<u>ISSN:</u> <u>2278 – 0211 (Online)</u>

# Fast Parallel Linear Phase Fir Filter Implementation Based On Fast Fir Algorithm

## V.Logeswari

P.G Student/VLSI Design, Nandha Engineering College,Erode,Tamilnadu, India T.Manickam

Associate Professor, Dept. of ECE, Nandha Engineering College,Erode,Tamilnadu, India

## Dr.C.N.Marimuthu

DEAN, Dept. of ECE, Nandha Engineering College, Erode, Tamilnadu, India

## Abstract:

In recent days filters with large lengths are started to use. So parallel processing is essential at any cost. In this paper proposes new parallel FIR filter structures, which are beneficial to symmetric coefficients in terms of the hardware cost, under the condition that the number of taps is a multiple of 2 or 3. The proposed parallel FIR structures use symmetric property to reducing half the number of multipliers in sub filter section at the expense of additional adders in preprocessing and post processing blocks. Exchanging multipliers with adders is advantageous because adders weigh less than multipliers in terms of silicon area; in addition, the overhead from the additional adders in preprocessing and post processing blocks stay fixed and do not increase along with the length of the FIR filter, whereas the number of reduced multipliers increases along with the length of the FIR filter. Parallel FIR filter is essential, especially when the length of the filter is large. Overall, the proposed parallel FIR structures can lead to significant hardware savings for symmetric convolution in odd length from the existing FFA parallel FIR filter, particularly when the length of the filter is large.
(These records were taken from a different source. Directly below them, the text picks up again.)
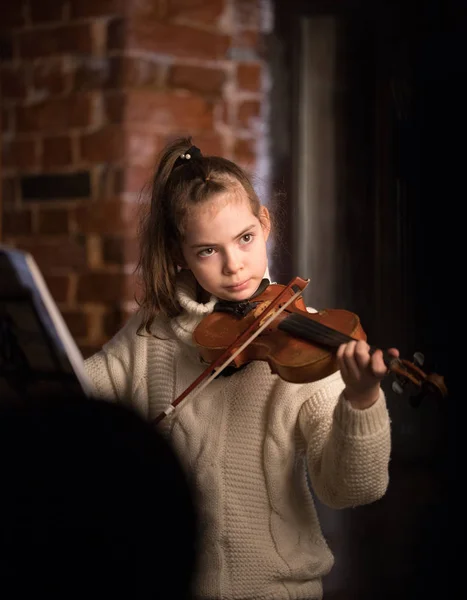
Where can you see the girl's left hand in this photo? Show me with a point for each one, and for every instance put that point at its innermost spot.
(362, 372)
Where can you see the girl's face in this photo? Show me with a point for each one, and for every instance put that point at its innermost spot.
(225, 246)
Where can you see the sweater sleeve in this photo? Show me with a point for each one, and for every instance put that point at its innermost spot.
(347, 449)
(108, 374)
(119, 368)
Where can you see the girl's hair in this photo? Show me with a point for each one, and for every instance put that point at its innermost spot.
(177, 186)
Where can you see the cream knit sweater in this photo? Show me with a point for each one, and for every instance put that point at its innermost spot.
(251, 442)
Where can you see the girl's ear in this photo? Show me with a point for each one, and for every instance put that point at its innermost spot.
(265, 221)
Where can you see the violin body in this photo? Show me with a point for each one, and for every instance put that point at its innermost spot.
(295, 358)
(275, 326)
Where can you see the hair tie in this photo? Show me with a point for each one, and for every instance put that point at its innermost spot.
(192, 152)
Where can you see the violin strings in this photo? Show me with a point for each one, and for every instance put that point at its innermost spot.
(310, 330)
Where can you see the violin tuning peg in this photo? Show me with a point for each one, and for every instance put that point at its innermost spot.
(397, 387)
(418, 359)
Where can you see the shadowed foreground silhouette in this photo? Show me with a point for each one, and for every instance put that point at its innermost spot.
(92, 501)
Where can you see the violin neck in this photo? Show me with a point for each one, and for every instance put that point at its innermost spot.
(313, 331)
(317, 333)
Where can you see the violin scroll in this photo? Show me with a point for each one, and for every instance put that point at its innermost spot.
(410, 372)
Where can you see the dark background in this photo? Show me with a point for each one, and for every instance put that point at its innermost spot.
(402, 125)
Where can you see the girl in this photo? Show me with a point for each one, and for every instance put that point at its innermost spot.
(251, 443)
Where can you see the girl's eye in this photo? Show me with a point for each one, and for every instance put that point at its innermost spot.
(206, 252)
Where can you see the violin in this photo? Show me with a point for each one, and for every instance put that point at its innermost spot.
(275, 326)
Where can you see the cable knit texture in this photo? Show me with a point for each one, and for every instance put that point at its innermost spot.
(252, 445)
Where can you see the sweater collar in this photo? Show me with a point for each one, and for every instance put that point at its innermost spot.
(193, 312)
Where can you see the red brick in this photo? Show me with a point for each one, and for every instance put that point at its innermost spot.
(244, 151)
(91, 74)
(91, 8)
(249, 76)
(105, 287)
(136, 179)
(198, 79)
(248, 111)
(56, 151)
(126, 71)
(13, 82)
(119, 250)
(49, 77)
(115, 106)
(59, 287)
(20, 153)
(104, 145)
(108, 182)
(141, 148)
(107, 218)
(167, 38)
(174, 111)
(210, 144)
(200, 12)
(76, 321)
(51, 41)
(56, 114)
(46, 11)
(56, 254)
(17, 222)
(54, 221)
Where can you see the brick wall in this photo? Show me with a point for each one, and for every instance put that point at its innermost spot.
(90, 91)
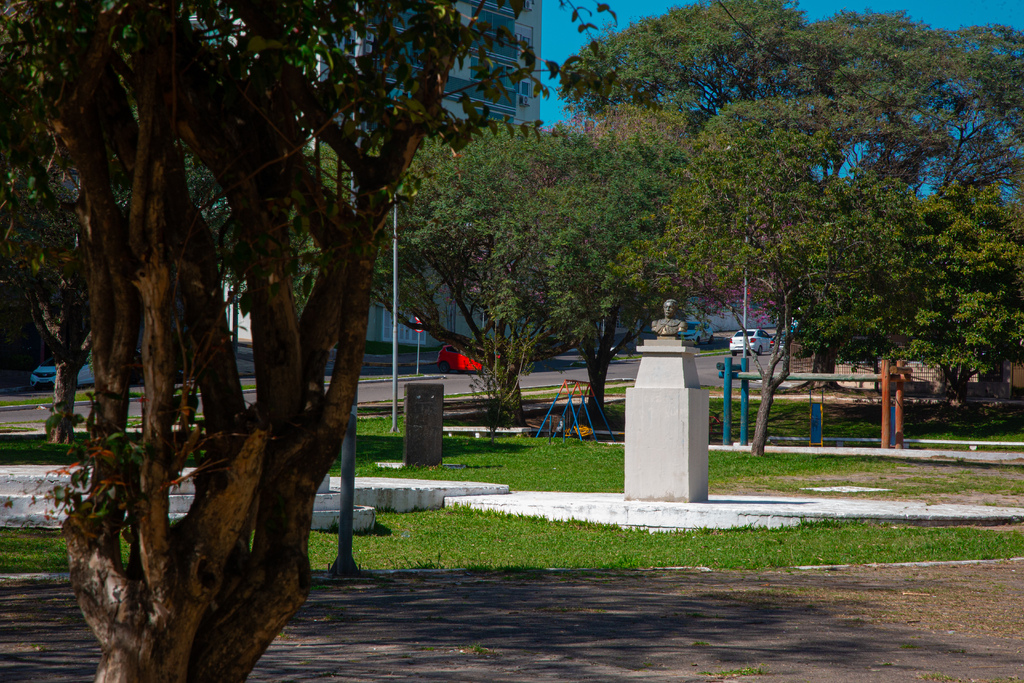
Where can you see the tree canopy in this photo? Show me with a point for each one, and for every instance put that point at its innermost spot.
(770, 205)
(516, 239)
(929, 107)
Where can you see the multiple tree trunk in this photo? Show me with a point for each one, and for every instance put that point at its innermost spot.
(201, 599)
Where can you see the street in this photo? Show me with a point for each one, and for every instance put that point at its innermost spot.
(375, 385)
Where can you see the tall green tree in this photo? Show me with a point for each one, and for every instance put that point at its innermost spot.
(926, 105)
(771, 205)
(971, 314)
(131, 90)
(49, 282)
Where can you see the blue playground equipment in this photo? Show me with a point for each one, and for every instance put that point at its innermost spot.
(572, 390)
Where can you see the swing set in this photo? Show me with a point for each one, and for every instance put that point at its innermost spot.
(569, 420)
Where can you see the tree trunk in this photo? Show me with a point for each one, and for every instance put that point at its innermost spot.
(772, 377)
(599, 356)
(956, 380)
(65, 388)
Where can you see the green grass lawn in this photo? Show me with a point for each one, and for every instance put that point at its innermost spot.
(491, 541)
(461, 538)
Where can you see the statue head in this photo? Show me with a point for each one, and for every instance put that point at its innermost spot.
(670, 308)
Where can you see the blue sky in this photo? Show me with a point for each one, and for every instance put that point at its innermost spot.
(560, 38)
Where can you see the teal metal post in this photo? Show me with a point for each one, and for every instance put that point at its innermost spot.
(744, 403)
(727, 402)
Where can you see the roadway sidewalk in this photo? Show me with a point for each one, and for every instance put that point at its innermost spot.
(854, 625)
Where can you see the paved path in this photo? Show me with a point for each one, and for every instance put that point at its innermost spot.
(865, 625)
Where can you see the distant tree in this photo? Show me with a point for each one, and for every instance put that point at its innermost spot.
(971, 313)
(522, 239)
(47, 278)
(771, 205)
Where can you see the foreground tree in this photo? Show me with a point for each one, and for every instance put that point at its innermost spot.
(135, 91)
(925, 105)
(519, 242)
(48, 280)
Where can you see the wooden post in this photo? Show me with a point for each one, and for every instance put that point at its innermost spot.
(886, 402)
(900, 365)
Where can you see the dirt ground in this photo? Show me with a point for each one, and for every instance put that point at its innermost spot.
(940, 623)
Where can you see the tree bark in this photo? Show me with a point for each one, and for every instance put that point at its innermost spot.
(65, 388)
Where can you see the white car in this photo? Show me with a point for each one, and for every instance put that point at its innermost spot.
(698, 333)
(47, 373)
(759, 340)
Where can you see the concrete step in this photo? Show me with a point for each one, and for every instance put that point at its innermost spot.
(734, 511)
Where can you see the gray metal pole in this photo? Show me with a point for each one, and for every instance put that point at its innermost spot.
(394, 323)
(345, 565)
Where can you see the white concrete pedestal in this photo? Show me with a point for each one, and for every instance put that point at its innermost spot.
(667, 427)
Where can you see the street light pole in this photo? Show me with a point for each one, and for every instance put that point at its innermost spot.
(394, 323)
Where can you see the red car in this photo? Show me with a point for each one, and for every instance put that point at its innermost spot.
(449, 358)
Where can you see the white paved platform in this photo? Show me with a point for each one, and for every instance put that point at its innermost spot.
(24, 503)
(409, 495)
(1009, 458)
(733, 511)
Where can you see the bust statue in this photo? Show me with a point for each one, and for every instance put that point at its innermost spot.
(670, 326)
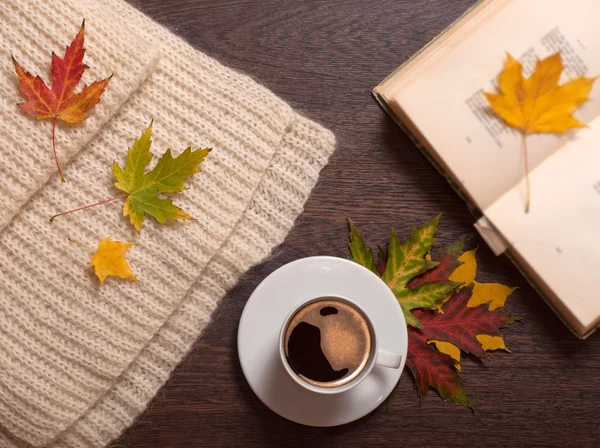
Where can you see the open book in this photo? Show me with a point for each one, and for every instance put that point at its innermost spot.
(437, 97)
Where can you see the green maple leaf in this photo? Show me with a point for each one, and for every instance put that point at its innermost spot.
(405, 262)
(144, 187)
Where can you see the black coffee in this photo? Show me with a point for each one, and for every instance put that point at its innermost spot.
(328, 343)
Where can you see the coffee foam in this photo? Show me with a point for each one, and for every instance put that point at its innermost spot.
(345, 338)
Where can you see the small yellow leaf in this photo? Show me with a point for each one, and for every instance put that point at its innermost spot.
(491, 342)
(465, 273)
(493, 293)
(449, 349)
(109, 260)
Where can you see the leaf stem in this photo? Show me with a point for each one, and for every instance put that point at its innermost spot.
(52, 218)
(527, 187)
(62, 178)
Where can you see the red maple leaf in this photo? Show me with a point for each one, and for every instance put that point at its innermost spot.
(60, 102)
(431, 368)
(460, 324)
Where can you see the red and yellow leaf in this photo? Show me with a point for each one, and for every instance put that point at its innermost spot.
(60, 102)
(431, 368)
(460, 325)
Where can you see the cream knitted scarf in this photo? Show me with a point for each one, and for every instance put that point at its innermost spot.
(79, 361)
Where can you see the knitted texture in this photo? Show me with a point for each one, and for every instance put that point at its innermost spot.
(79, 361)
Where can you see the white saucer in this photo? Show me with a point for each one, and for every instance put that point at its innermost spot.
(268, 307)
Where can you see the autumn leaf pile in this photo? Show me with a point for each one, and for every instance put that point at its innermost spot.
(447, 311)
(142, 189)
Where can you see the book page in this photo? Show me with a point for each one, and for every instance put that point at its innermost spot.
(443, 94)
(560, 236)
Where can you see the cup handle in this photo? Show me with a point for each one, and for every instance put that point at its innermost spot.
(388, 359)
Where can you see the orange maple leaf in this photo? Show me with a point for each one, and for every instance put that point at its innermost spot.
(60, 102)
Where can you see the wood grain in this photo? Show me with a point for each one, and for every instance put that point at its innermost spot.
(324, 57)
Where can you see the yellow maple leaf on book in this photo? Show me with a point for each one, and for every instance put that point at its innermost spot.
(538, 103)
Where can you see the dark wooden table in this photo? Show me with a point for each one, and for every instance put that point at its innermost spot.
(324, 57)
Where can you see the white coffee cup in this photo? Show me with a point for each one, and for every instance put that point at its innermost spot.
(377, 356)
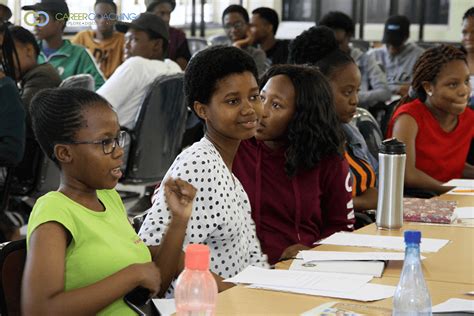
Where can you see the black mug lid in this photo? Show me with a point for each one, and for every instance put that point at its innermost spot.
(392, 146)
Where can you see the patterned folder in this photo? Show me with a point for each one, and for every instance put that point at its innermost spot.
(428, 211)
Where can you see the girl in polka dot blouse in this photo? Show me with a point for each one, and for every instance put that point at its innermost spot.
(220, 85)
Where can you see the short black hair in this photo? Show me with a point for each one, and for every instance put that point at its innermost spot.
(235, 8)
(211, 65)
(338, 20)
(24, 36)
(7, 10)
(114, 6)
(314, 131)
(318, 46)
(151, 7)
(268, 14)
(468, 14)
(57, 115)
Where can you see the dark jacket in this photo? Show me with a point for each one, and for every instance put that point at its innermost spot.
(312, 205)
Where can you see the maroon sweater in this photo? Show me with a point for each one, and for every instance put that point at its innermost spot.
(311, 206)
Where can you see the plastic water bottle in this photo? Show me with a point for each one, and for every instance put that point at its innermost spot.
(412, 296)
(196, 289)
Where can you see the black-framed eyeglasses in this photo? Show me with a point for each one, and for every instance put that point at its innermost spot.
(236, 26)
(108, 144)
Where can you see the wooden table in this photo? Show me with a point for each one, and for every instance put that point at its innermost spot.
(449, 273)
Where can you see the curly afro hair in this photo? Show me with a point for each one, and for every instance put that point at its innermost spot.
(314, 132)
(318, 46)
(211, 65)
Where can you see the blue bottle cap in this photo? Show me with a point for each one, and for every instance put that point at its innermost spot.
(412, 237)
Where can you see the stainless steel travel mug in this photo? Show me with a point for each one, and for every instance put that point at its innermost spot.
(392, 158)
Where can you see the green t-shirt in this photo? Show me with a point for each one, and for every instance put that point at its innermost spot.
(71, 60)
(102, 242)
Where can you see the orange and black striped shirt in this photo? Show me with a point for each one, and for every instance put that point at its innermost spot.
(363, 175)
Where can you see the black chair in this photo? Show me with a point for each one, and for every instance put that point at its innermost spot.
(85, 81)
(12, 263)
(369, 128)
(157, 136)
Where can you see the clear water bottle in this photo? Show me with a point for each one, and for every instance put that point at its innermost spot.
(196, 290)
(412, 296)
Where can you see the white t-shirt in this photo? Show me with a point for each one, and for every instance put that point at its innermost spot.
(221, 216)
(127, 87)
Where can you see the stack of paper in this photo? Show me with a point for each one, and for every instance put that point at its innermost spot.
(454, 305)
(339, 285)
(369, 263)
(382, 242)
(460, 183)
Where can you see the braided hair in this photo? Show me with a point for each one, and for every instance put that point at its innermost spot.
(427, 68)
(57, 115)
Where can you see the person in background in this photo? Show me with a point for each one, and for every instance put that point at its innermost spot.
(397, 57)
(220, 85)
(235, 20)
(374, 88)
(294, 170)
(32, 77)
(468, 44)
(104, 43)
(264, 25)
(178, 49)
(146, 43)
(67, 58)
(318, 46)
(435, 123)
(5, 12)
(12, 116)
(12, 129)
(83, 254)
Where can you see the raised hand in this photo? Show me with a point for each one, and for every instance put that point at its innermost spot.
(179, 196)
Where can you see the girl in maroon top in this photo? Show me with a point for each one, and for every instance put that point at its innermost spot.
(436, 126)
(294, 172)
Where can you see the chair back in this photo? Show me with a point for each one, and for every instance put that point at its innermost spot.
(370, 130)
(84, 81)
(197, 44)
(12, 263)
(220, 39)
(156, 139)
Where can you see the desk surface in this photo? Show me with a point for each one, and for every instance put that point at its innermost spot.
(240, 300)
(449, 273)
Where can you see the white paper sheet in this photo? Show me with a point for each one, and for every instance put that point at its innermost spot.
(373, 268)
(454, 305)
(460, 183)
(464, 212)
(166, 307)
(462, 191)
(366, 293)
(382, 242)
(311, 255)
(336, 282)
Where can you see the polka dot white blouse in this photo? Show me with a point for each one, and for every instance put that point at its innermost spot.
(221, 215)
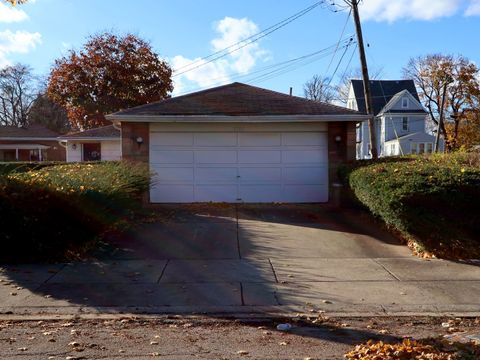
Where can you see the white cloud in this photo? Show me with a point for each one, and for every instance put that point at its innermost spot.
(9, 14)
(473, 8)
(16, 42)
(389, 10)
(230, 31)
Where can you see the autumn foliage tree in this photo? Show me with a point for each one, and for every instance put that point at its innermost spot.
(450, 89)
(110, 73)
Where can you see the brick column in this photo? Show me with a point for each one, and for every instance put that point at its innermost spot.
(340, 151)
(131, 150)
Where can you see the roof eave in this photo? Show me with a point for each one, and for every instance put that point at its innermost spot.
(64, 138)
(26, 138)
(236, 119)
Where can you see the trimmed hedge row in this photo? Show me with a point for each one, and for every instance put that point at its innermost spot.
(9, 167)
(433, 201)
(56, 211)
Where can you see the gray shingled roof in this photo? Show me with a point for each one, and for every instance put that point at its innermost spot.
(388, 108)
(103, 132)
(236, 99)
(34, 131)
(382, 92)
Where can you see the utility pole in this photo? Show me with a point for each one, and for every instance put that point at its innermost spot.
(366, 80)
(440, 120)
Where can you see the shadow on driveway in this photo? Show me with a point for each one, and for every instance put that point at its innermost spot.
(252, 259)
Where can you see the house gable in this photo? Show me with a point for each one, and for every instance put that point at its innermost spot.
(403, 102)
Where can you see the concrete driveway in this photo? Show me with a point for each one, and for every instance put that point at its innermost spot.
(248, 258)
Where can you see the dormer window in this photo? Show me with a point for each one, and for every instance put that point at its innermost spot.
(405, 123)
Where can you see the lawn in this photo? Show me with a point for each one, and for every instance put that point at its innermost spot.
(57, 212)
(430, 201)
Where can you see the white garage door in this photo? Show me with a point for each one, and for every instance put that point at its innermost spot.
(239, 166)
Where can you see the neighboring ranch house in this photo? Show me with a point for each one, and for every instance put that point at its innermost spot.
(96, 144)
(239, 143)
(400, 119)
(32, 143)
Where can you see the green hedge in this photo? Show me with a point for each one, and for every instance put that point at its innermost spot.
(49, 213)
(431, 200)
(8, 167)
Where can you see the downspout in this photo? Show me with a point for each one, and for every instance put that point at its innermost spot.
(117, 125)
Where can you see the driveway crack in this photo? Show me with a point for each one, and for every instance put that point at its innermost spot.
(387, 270)
(163, 271)
(241, 294)
(238, 237)
(273, 270)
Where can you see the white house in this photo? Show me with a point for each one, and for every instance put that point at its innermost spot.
(400, 119)
(93, 145)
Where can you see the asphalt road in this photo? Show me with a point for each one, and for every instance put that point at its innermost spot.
(204, 338)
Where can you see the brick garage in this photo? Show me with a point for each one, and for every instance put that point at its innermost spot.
(239, 143)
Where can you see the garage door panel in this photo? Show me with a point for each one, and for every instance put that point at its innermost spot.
(220, 193)
(173, 175)
(304, 156)
(260, 193)
(259, 156)
(216, 174)
(260, 174)
(215, 157)
(304, 139)
(216, 139)
(305, 193)
(305, 175)
(259, 139)
(171, 139)
(171, 157)
(239, 166)
(172, 193)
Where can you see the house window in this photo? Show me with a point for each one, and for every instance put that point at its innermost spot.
(413, 148)
(405, 123)
(91, 152)
(359, 133)
(421, 148)
(393, 149)
(34, 155)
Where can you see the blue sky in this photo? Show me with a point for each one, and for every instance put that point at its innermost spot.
(182, 31)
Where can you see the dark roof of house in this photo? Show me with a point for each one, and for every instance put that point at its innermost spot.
(236, 99)
(382, 92)
(34, 131)
(101, 132)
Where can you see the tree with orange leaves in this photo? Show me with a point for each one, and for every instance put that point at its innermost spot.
(110, 73)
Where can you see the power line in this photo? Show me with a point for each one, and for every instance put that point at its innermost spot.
(338, 65)
(282, 67)
(245, 42)
(279, 72)
(339, 39)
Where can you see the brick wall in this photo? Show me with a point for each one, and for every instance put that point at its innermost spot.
(55, 152)
(340, 151)
(131, 150)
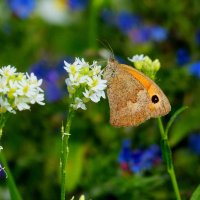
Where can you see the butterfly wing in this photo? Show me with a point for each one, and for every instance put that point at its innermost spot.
(128, 98)
(133, 97)
(159, 104)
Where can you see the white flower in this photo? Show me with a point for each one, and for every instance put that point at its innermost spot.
(18, 90)
(3, 85)
(96, 83)
(5, 106)
(53, 11)
(84, 82)
(78, 103)
(137, 58)
(7, 71)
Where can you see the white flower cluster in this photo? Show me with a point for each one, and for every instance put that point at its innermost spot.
(18, 90)
(137, 58)
(84, 83)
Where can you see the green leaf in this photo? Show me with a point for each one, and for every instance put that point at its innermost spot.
(174, 116)
(74, 165)
(166, 152)
(187, 123)
(196, 194)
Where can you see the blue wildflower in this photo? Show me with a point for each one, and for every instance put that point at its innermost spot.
(197, 37)
(140, 159)
(52, 80)
(125, 153)
(140, 34)
(108, 16)
(2, 173)
(22, 8)
(194, 69)
(194, 143)
(126, 21)
(182, 56)
(158, 33)
(77, 4)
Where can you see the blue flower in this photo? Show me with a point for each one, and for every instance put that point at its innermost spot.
(22, 8)
(125, 153)
(53, 80)
(194, 143)
(2, 173)
(182, 56)
(197, 37)
(158, 33)
(138, 160)
(140, 34)
(77, 4)
(108, 16)
(194, 69)
(126, 21)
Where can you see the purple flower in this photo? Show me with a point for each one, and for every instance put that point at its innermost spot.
(22, 8)
(197, 37)
(138, 160)
(53, 80)
(77, 4)
(108, 16)
(140, 35)
(194, 143)
(126, 21)
(182, 56)
(125, 153)
(158, 33)
(194, 69)
(2, 173)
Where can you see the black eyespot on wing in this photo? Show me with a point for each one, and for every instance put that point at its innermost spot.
(154, 99)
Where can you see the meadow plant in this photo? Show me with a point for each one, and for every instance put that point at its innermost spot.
(18, 91)
(84, 84)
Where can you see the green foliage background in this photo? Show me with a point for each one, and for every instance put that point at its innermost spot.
(31, 140)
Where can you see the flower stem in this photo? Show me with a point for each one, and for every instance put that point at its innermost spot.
(64, 152)
(14, 193)
(93, 23)
(167, 155)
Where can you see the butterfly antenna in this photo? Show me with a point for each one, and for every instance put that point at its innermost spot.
(106, 44)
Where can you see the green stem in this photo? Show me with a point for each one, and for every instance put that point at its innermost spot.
(167, 155)
(64, 152)
(93, 22)
(14, 193)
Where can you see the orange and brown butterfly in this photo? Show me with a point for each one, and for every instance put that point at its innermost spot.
(133, 97)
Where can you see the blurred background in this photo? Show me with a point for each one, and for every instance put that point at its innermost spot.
(104, 162)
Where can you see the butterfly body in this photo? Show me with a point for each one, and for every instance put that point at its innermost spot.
(133, 97)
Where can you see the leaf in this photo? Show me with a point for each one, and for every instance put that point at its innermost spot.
(196, 194)
(174, 116)
(186, 124)
(74, 165)
(166, 152)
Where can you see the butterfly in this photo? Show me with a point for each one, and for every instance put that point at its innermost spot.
(133, 97)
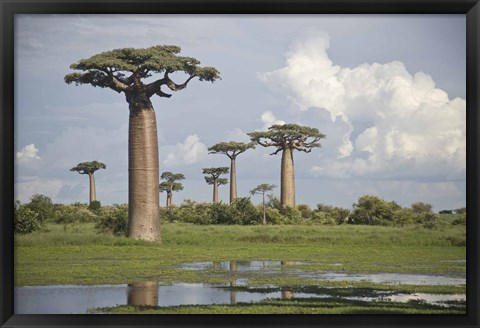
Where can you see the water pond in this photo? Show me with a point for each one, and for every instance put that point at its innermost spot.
(67, 299)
*Key words:* Digital Signal Processing (DSP), fast FIR algorithm (FFAs), parallel FIR, VLSI.

## 1.Introduction

Digital signal processing (DSP) has many advantages over analog signal processing. Digital signals are more robust than analog signals with respect to temperature and process variations. The accuracy in digital representations can be controlled better by changing the word length of the signal. Furthermore, DSP techniques can cancel the noise and the interference while amplifying the signal. In contrast, both signal and noise are amplified in analog signal processing. Digital signals can be stored and recovered, Transmitted and received, processed and manipulated, all virtually without error. While analog signal processing is indispensible for systems that require extremely high frequencies such as the radio frequency transceiver in wireless communications, or extremely low area and low power such as micro machine sensors used to detect cracks and other stress-related material defects, many complex systems are realized digitally with high precision, high signal to noise ratio (SNR), repeatability, and flexibility. The finite-impulse response (FIR) filter has been and continues to be one of the fundamental processing elements in any digital signal processing (DSP) system. FIR filters are used in DSP applications that range from video and image processing to must be a low-power circuit, capable of operating at moderate frequencies. Parallel, or block, processing can be applied to digital FIR filters to either increase the effective throughput or reduce the power consumption of the original filter. Traditionally, the application of parallel processing to an FIR filter involves the replication of the hardware units that exist in the original filter.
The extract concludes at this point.